Pais e professores percebem o momento em que a criança saberá distribuir com clareza entre ela e o outro, os atos e estados que ela percebe no mundo exterior e no interior, esse fenômeno chama-se transitivismo .

Na verdade, ensinamos isso às crianças em cenas corriqueiras: a mãe que diz “ai” ou “que dor” quando o filho se machuca, quando batemos e afirmamos apanhar, quando vemos outra pessoa cair e parecemos sentir a queda, ou seja, trocamos o jogo de posições entre o eu e os demais.

Fazemos, portanto, uma hipótese de um saber sobre a criança, dando um nome que designa a experiência dela, relatando o que ela estaria sentindo,  identificando o discurso a ela dirigido, e este é um procedimento que passa pelo corpo; que faz com que o mundo tome forma e consistência.

Vários psicólogos, como Wallon, mostram que tal fenômeno é frequente na alienação mental, onde é grande a impossibilidade de compreender o outro sem ser pela comparação consigo próprio, como um navegador que vê uma margem terrestre em movimento quando na verdade é ele que se movimenta. O interior e o exterior podem confundir-se na experiência sempre incompleta de nossos sentidos, e passar a nos imaginar como uma unidade distinta de nossos pais e do mundo que nos rodeia, apesar de mantermos uma imagem do outro como referência, é condição indispensável para uma futura personalidade equilibrada.

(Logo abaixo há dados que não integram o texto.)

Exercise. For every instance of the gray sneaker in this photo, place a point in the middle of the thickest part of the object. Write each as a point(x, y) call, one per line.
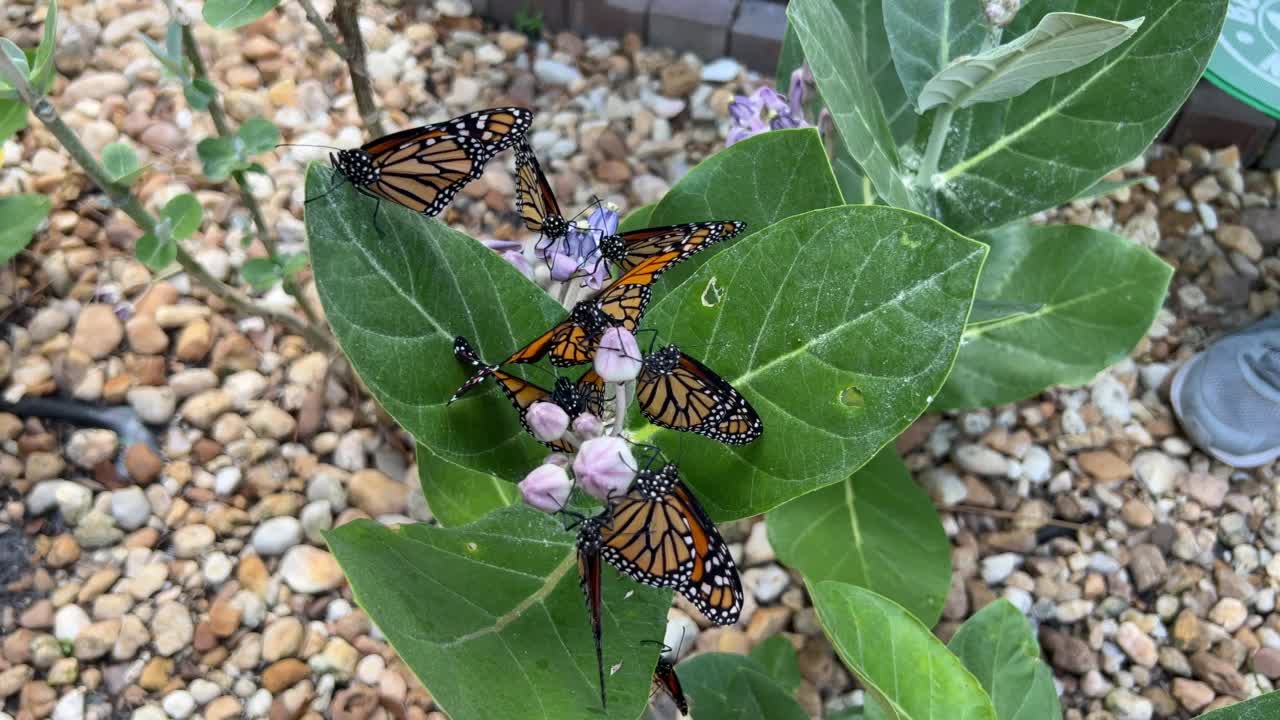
point(1228, 397)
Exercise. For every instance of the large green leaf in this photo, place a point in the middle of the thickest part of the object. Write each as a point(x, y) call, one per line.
point(876, 529)
point(999, 647)
point(839, 326)
point(22, 215)
point(832, 50)
point(759, 181)
point(903, 666)
point(926, 35)
point(1059, 44)
point(731, 687)
point(492, 619)
point(1095, 296)
point(42, 67)
point(229, 14)
point(458, 495)
point(1262, 707)
point(396, 292)
point(777, 659)
point(1004, 160)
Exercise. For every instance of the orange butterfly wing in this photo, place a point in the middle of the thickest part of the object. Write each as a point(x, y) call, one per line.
point(686, 240)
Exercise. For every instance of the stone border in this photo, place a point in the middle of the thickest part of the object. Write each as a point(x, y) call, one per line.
point(750, 31)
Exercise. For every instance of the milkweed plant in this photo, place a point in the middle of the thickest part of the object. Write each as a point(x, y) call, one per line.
point(888, 267)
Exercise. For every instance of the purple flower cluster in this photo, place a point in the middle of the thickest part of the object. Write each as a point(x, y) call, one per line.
point(766, 109)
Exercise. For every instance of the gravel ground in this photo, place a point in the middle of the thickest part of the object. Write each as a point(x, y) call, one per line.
point(200, 587)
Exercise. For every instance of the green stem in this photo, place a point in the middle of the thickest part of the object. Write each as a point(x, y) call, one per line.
point(264, 232)
point(347, 18)
point(123, 199)
point(933, 151)
point(330, 40)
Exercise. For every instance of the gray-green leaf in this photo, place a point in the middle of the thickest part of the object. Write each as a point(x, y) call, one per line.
point(1059, 44)
point(155, 253)
point(183, 214)
point(229, 14)
point(876, 529)
point(837, 324)
point(1096, 296)
point(926, 35)
point(120, 163)
point(261, 273)
point(22, 215)
point(397, 295)
point(999, 647)
point(855, 108)
point(731, 687)
point(777, 659)
point(1008, 159)
point(13, 118)
point(216, 158)
point(259, 135)
point(42, 68)
point(492, 619)
point(903, 666)
point(1262, 707)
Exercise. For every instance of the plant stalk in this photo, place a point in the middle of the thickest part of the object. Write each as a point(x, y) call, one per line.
point(933, 151)
point(330, 40)
point(123, 199)
point(264, 232)
point(347, 18)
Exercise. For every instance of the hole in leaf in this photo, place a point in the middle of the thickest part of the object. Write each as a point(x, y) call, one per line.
point(711, 294)
point(853, 397)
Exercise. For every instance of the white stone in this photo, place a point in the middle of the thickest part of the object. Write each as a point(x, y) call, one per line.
point(216, 568)
point(997, 568)
point(129, 507)
point(68, 623)
point(179, 705)
point(277, 536)
point(1037, 465)
point(72, 499)
point(553, 72)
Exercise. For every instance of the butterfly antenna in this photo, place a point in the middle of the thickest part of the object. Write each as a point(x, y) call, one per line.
point(336, 185)
point(467, 355)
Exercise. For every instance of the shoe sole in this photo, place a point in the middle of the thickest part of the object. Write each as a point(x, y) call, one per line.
point(1244, 461)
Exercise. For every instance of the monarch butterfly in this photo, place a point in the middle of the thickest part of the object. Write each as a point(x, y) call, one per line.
point(574, 340)
point(574, 399)
point(423, 168)
point(629, 249)
point(664, 678)
point(661, 536)
point(675, 391)
point(589, 542)
point(535, 203)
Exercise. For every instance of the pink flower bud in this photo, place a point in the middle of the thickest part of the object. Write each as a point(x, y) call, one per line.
point(588, 425)
point(606, 466)
point(617, 360)
point(547, 488)
point(547, 420)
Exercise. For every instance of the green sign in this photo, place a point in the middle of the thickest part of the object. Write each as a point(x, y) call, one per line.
point(1247, 59)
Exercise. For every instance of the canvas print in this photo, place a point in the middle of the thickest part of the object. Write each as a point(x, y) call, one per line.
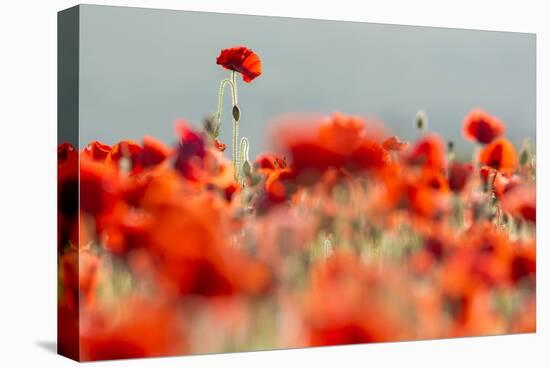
point(232, 183)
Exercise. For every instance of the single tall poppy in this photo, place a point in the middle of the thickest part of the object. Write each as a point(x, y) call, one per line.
point(241, 59)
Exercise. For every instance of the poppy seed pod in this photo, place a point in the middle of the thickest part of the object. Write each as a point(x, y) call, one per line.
point(236, 112)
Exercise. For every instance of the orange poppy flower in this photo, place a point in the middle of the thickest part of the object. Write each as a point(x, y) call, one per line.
point(241, 59)
point(500, 155)
point(66, 152)
point(125, 149)
point(337, 142)
point(429, 151)
point(482, 127)
point(521, 201)
point(268, 161)
point(279, 184)
point(344, 304)
point(153, 152)
point(136, 328)
point(458, 175)
point(190, 152)
point(395, 144)
point(97, 151)
point(99, 187)
point(427, 193)
point(219, 145)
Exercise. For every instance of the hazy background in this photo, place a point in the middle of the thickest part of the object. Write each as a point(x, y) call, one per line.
point(141, 69)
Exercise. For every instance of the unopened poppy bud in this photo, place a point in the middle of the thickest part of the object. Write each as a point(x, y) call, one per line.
point(254, 179)
point(451, 146)
point(421, 120)
point(210, 125)
point(524, 157)
point(236, 113)
point(247, 168)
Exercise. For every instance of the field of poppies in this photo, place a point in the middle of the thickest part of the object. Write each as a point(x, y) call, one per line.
point(342, 234)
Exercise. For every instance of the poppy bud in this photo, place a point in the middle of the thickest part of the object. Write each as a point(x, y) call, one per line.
point(247, 168)
point(210, 125)
point(451, 146)
point(236, 113)
point(524, 157)
point(421, 120)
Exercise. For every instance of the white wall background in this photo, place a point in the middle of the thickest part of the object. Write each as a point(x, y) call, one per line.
point(27, 181)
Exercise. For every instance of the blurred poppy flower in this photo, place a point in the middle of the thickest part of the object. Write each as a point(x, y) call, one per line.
point(481, 127)
point(97, 151)
point(428, 193)
point(241, 59)
point(268, 161)
point(279, 185)
point(500, 155)
point(152, 153)
point(219, 145)
point(344, 305)
point(458, 175)
point(337, 141)
point(395, 144)
point(136, 328)
point(126, 149)
point(429, 151)
point(190, 151)
point(99, 187)
point(521, 201)
point(66, 152)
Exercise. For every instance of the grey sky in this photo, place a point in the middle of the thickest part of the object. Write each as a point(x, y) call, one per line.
point(141, 69)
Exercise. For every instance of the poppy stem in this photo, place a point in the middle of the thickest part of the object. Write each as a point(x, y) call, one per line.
point(244, 147)
point(236, 160)
point(220, 101)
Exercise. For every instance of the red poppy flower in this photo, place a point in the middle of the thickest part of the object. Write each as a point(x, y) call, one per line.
point(243, 60)
point(65, 152)
point(521, 201)
point(279, 185)
point(136, 328)
point(218, 144)
point(482, 127)
point(270, 162)
point(393, 143)
point(97, 151)
point(337, 142)
point(429, 151)
point(458, 175)
point(500, 155)
point(190, 152)
point(127, 149)
point(152, 153)
point(98, 187)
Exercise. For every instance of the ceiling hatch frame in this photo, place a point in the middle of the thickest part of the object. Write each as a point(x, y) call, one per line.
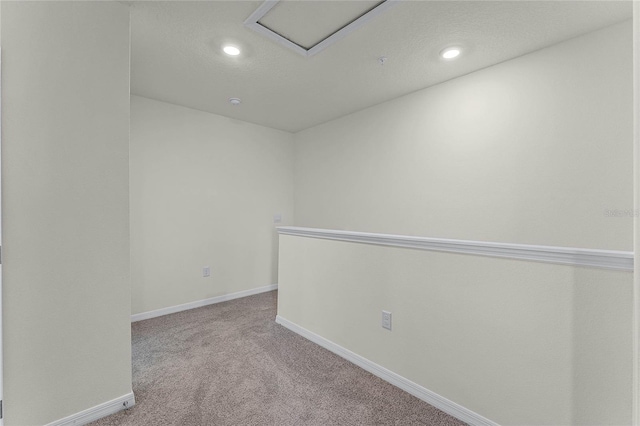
point(260, 12)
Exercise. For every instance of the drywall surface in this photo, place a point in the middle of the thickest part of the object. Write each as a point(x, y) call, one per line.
point(514, 341)
point(204, 192)
point(536, 150)
point(65, 201)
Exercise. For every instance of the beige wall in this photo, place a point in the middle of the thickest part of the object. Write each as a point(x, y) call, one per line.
point(204, 190)
point(516, 342)
point(533, 151)
point(65, 201)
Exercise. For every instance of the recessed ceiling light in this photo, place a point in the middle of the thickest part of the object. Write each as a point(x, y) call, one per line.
point(451, 52)
point(231, 50)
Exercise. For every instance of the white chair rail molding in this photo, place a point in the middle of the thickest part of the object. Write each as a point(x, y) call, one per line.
point(491, 333)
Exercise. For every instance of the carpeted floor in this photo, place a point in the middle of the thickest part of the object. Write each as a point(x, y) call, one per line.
point(231, 364)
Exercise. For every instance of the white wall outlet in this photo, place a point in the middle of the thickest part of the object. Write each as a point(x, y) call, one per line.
point(386, 320)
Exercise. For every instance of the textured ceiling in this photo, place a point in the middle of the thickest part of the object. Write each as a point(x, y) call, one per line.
point(177, 58)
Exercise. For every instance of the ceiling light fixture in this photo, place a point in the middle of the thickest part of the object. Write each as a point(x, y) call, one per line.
point(231, 50)
point(450, 52)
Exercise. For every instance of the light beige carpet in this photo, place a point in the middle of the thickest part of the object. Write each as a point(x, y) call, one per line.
point(231, 364)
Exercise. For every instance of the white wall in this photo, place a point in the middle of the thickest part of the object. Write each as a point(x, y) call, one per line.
point(65, 201)
point(516, 342)
point(204, 190)
point(532, 151)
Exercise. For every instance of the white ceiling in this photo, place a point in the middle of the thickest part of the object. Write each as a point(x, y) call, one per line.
point(177, 58)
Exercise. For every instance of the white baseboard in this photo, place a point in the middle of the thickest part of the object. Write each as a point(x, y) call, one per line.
point(407, 385)
point(200, 303)
point(99, 411)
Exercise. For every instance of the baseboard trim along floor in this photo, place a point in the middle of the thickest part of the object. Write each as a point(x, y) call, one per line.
point(99, 411)
point(200, 303)
point(403, 383)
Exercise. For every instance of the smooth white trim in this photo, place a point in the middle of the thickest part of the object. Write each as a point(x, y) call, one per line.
point(636, 221)
point(99, 411)
point(200, 303)
point(610, 259)
point(397, 380)
point(260, 12)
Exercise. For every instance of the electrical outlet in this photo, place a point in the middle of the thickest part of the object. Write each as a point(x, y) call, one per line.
point(386, 320)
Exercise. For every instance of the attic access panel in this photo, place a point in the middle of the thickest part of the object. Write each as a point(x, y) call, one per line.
point(332, 21)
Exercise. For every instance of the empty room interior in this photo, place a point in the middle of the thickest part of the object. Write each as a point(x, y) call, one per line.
point(319, 212)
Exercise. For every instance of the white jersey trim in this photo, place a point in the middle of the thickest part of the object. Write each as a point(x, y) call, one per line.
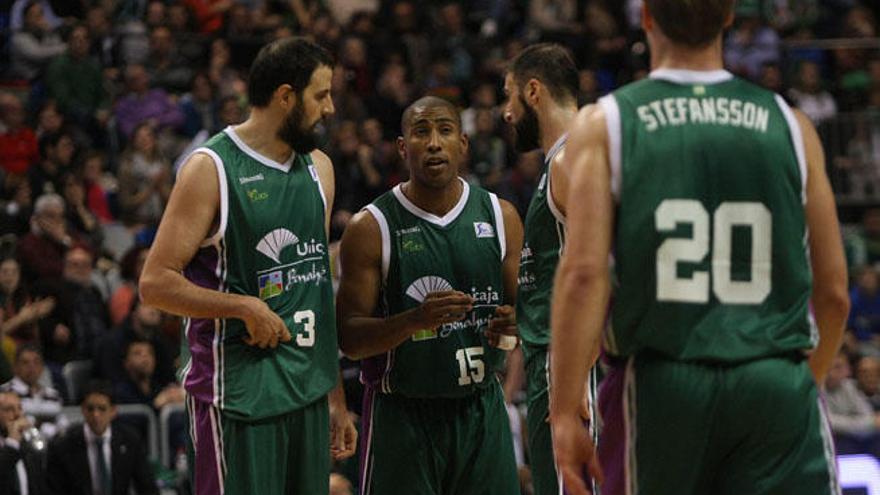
point(386, 238)
point(797, 140)
point(615, 142)
point(265, 160)
point(499, 224)
point(684, 76)
point(224, 195)
point(443, 221)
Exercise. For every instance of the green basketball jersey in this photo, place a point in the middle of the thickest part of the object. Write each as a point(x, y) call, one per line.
point(270, 244)
point(424, 253)
point(711, 239)
point(544, 236)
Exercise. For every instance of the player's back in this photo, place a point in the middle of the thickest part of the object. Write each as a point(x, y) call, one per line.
point(711, 258)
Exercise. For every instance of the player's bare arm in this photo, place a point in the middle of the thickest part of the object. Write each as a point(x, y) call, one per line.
point(581, 293)
point(361, 334)
point(189, 217)
point(502, 328)
point(830, 296)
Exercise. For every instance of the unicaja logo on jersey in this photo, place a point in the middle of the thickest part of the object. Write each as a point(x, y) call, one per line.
point(308, 267)
point(419, 290)
point(483, 229)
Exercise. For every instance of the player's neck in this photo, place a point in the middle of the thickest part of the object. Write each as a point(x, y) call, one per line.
point(261, 133)
point(556, 122)
point(436, 201)
point(666, 55)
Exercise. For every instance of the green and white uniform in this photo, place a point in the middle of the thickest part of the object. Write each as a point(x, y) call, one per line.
point(711, 306)
point(434, 415)
point(270, 244)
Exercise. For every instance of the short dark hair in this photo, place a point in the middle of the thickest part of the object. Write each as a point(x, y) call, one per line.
point(96, 387)
point(551, 64)
point(694, 23)
point(27, 348)
point(428, 101)
point(286, 61)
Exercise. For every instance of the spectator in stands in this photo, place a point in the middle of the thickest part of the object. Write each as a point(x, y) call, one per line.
point(21, 314)
point(80, 219)
point(93, 165)
point(142, 104)
point(864, 316)
point(15, 215)
point(144, 323)
point(488, 151)
point(99, 457)
point(853, 421)
point(20, 462)
point(809, 96)
point(144, 179)
point(41, 252)
point(38, 400)
point(868, 379)
point(139, 383)
point(18, 143)
point(58, 151)
point(35, 45)
point(76, 83)
point(124, 297)
point(167, 69)
point(750, 44)
point(199, 107)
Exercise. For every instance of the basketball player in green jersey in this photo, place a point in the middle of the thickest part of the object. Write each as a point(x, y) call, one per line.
point(541, 87)
point(242, 253)
point(713, 193)
point(429, 275)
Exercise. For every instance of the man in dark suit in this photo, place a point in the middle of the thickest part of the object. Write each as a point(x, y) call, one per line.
point(20, 466)
point(98, 458)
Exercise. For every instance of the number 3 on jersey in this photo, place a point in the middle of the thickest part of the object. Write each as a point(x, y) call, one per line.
point(695, 289)
point(307, 337)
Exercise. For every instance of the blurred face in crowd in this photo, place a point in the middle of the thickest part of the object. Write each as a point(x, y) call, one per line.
point(517, 112)
point(311, 106)
point(13, 111)
point(29, 367)
point(868, 375)
point(78, 43)
point(10, 275)
point(839, 371)
point(78, 266)
point(10, 409)
point(140, 361)
point(98, 412)
point(433, 145)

Da mesma forma, o desenvolvimento da plena cidadania implica na compreensão da intenção pedagógica e dos gestos autoritários que subsistem nos pensamentos extremados, tanto no pensamento político de direita quanto de esquerda, pois ambos desfiguram a verdade ao nos impor a imagem de uma comunidade gentil, sem preconceitos (embora exiba claramente comportamentos machistas, misóginos, racistas),  ou então hostil e conflituosa, em que jamais atingiremos a igualdade ou a convivência pacífica.

Ficamos entre estas duas versões, assolados por mensagens inverídicas vindas por nosso celular – hoje mais comum que a leitura de outros veículos como jornais e sites noticiosos idôneos, pois produtores de fake news estão em alta, e nos levam sem sutilezas às representações, ou seja, a um recontar da realidade, tornando a vida uma construção narrativa.

E como a vida é sempre, necessariamente, uma história que contamos a nós mesmos como sujeitos, através da rememoração de eventos, de verdades que assumimos, de pessoas que admiramos por bons ou maus motivos, terminamos por construir avatares que atuam como julgamos que seria moderno ou causaria inveja.

A consequência inescapável é a criação de realidades internas que se sobrepõe às externas; em psiquiatria este fenômeno, quando exacerbado até o descontrole, é denominado esquizofrenia; doença mental passível de tratamento em muitos casos, mas produtora de grande sofrimento para os circunstantes e para o próprio paciente.

O reino mágico das crianças, com amigos imaginários e histórias fantasiosas, é parte do crescimento e da construção da personalidade, mas tem seu limite saudável no tempo e no grau de maturidade alcançado. As figuras de apoio, dos bonecos simples aos mais sofisticados brinquedos, são companhias importantes a reforçar fantasias e “aventuras”, mas não devem substituir indefinidamente a realidade, ou contribuir para reinventa-la, em um momento da vida o olhar e o pensamento se voltarão naturalmente para o concreto.

Já fomos chamados de “país do carnaval”, título que aceitamos como elogio à alegria com que se comemoram aquelas festas populares. E nunca houve nada de desabonador ao nosso povo por manifestar sua alegria em avenidas e salões, terminadas as festas tiramos a fantasia e voltamos à realidade. Foi apenas nestes tristes últimos anos que nossos dirigentes preferiram eternizar a miragem e a alienação.

 

Wanda Camargo – educadora e assessora da presidência do Complexo de Ensino Superior do Brasil – UniBrasil.